A man who thrives on beauty, Bill has an expert eye for detecting trends.  From one of his favorite perches, the four corners of 57th Street and Fifth Avenue, often outside Bergdorf Goodman, he waits with his camera poised for prey — anyone stylishly dressed.  The clothes he photographs need not be expensive.  What’s required for a snap from Bill is that a subject looks original.  He takes his photographs with an unabashed enthusiasm lithely chasing objects of his admiration as they cross the street, scampering for a better angle, and occasionally directing a subject.  He is a guy who is most in the zone when he is clutching his Nikon.  He even snaps shots while pedaling from one location to the next.

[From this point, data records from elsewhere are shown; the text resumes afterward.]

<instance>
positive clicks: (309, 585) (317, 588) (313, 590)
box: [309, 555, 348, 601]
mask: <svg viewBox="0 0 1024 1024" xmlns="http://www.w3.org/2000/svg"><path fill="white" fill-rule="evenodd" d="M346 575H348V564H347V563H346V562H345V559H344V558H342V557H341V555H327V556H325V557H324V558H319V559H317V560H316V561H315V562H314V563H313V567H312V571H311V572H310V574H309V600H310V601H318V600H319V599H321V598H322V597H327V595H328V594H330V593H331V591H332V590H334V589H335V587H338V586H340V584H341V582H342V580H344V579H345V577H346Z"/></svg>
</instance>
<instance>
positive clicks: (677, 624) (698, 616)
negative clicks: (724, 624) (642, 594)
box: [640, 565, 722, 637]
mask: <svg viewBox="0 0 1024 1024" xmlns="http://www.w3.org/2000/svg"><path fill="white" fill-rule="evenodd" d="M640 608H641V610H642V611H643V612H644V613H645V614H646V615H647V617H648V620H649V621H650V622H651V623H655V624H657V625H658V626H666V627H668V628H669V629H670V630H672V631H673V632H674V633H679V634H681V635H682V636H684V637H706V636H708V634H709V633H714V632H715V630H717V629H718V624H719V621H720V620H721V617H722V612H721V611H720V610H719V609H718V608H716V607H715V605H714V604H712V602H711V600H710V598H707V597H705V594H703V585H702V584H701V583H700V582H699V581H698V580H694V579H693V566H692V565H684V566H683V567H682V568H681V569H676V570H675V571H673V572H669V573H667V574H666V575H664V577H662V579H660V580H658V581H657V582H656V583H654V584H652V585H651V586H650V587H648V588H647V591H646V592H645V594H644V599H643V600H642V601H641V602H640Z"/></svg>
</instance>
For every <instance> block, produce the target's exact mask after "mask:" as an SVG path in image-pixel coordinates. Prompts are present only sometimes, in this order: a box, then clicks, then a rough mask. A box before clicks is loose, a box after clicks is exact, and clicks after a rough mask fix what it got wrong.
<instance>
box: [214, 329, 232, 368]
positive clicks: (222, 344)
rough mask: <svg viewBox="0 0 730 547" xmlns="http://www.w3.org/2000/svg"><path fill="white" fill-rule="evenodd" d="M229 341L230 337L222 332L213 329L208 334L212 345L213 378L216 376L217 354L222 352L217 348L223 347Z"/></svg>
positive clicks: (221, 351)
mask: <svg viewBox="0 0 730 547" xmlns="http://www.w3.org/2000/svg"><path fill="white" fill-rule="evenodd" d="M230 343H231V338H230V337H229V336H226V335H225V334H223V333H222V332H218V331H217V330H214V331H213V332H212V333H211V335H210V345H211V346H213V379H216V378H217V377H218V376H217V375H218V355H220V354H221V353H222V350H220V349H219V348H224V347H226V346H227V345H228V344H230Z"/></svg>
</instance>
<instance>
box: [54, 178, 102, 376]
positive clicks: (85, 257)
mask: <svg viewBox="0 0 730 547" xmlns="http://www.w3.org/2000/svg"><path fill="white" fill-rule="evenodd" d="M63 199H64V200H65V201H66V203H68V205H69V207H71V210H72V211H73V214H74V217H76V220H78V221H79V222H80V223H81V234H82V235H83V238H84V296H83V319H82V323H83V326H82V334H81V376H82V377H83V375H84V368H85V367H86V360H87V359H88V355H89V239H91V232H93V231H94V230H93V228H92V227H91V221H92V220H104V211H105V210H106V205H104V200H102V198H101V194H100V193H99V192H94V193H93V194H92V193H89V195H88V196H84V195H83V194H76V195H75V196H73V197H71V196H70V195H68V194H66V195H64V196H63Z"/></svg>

His work ethic is so dedicated that it borders on obsessive.  Bill’s typical day usually starts around 8:30 am and ends at midnight.  He is also a walking encyclopedia of fashion trends past.  Since he is disinterested in pop culture, and his main focus is clothes, he is equally indifferent to celebrity.  In Paris, during fashion week, photographers swarm fashion icon Catherine Deneuve as she enters her limousine.  Bill stands back with his Nikon at rest.  Later, he matter-of-factly explains that she wasn’t wearing anything interesting.  As he waits to enter another fashion show amongst a horde of press, a minion questions Bill who waits patiently wearing a bemused expression.  When her boss appears, he brushes past the youngster, and gives Bill instant access declaring, “He’s the most important man on earth.”

While in Paris, Bill receives a prestigious award, a chevalier of the Order of Arts and Letters.  He seems to much prefer photographing the guests, but he does deliver an acceptance speech mostly in heavily American-accented French that he emotionally concludes in English, “If you look you can find beauty in everything.”

As Coco and I left the screening we marveled at Bill’s devotion to his craft and the overall purity of his spirit.  I vowed:

Me:  I’m going to further downsize my life!  I’ll completely commit myself to the written word!  I’ll be the Bill Cunningham of blogging!

Then, we hit a bar where I proceeded to drink my weight in sake.  I screwed off for the remainder of the week and did not publish another post until the following Friday.

Coco, had a more sober reaction:

Coco:  I’m going to hang out at 57th and Fifth every chance I get.

"We all get dressed for Bill," Anna Wintour. "But some way more than others," Lame Adventures Woman.

Bill Cunningham New York opens today for a two week run at the Film Forum in lower Manhattan, and will roll out in major cities nationally.